Wat Ang Kaeo (วัดอ่างแก้ว, /th/) is a Buddhist temple in Bangkok, Thailand. It is in a bottom of narrow soi (lane) opposite Siam University, the temple situated by a Khlong Phasi Charoen.

Its name "Ang Kaeo" means "crystal bowl" owing to the location that is like being in a basin. Wat Ang Kaeo is an ancient temple that is assumed to have existed since the Ayutthaya period and was restored in the Rattanakosin period around reign of King Rama III or in the reign of King Rama V. It is regarded as the only temple in Bangkok that has a sand terrace. Used for the ceremony create sand pagodas during the Songkran festival (13–15 April) annually.

Although it is only a small temple, but inside the ubosot (main hall) there are the beautiful mural paintings. The principle Buddha image in the attitude of meditation was built in the Rattanakosin period. The upper part of the walls have depictions of the Buddha's life, and behind the principle Buddha image shows Māhāmāyā being visited in heaven by her son, Gautama Buddha. Right opposite the Buddha image depicts The Buddha facing Mara (demon), it was a classic one. Here, Buddha image is in meditation attitude while others are depicted in subduing Mara.

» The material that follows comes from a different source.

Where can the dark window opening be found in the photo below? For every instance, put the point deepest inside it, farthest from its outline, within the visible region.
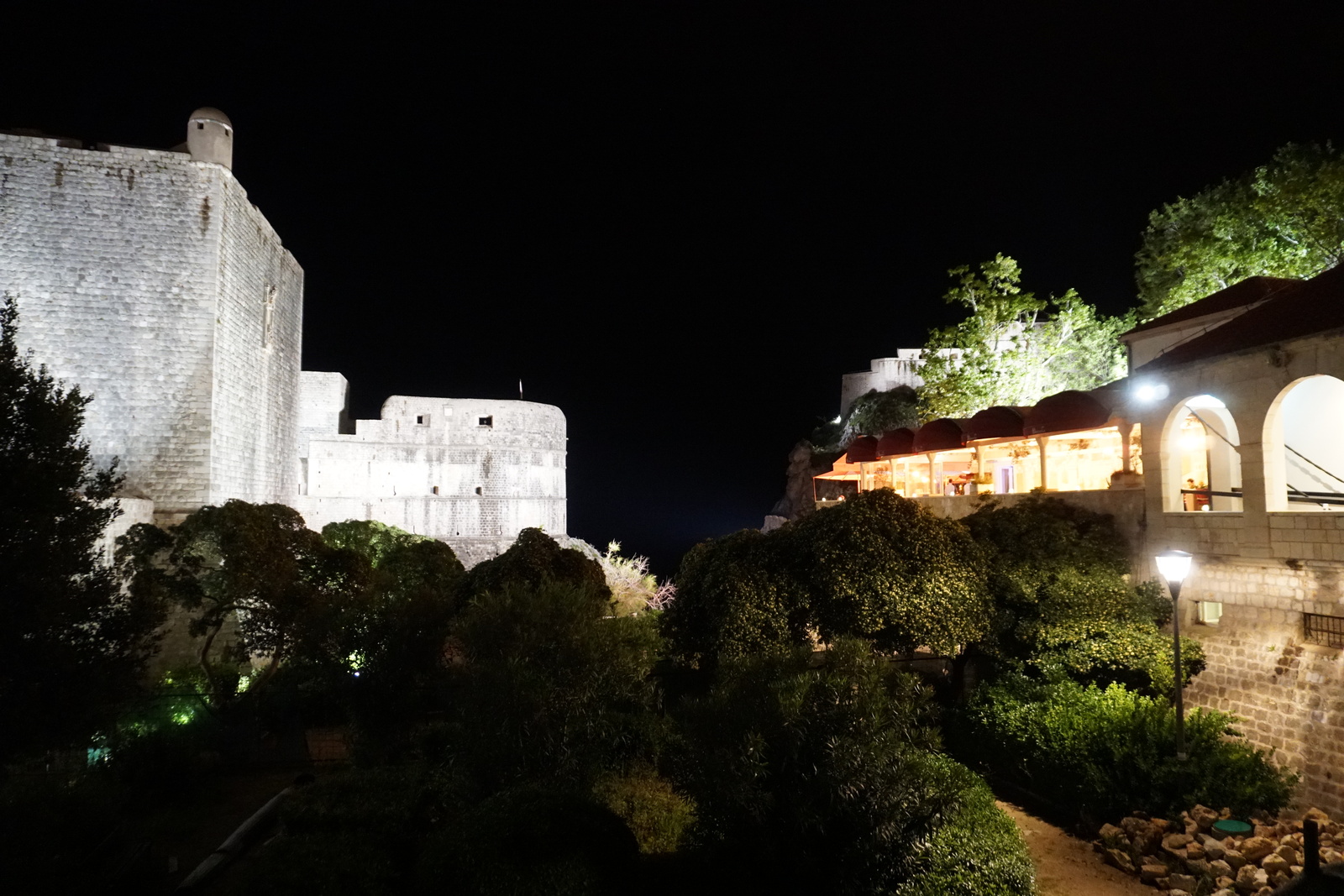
(1323, 631)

Between windows, there were paintings depicting the ten great past lives of The Buddha. Lower part of the hall walls near the floor are paintings depicting various old Thai idioms, such as "Ping pla prachot maeo" (ปิ้งปลาประชดแมว, "BBQ fish in front of a cat"), and "Sao sai hai ka kin" (สาวไส้ให้กากิน, "bring guts out for crows") etc. Regarded as the only one in Thailand.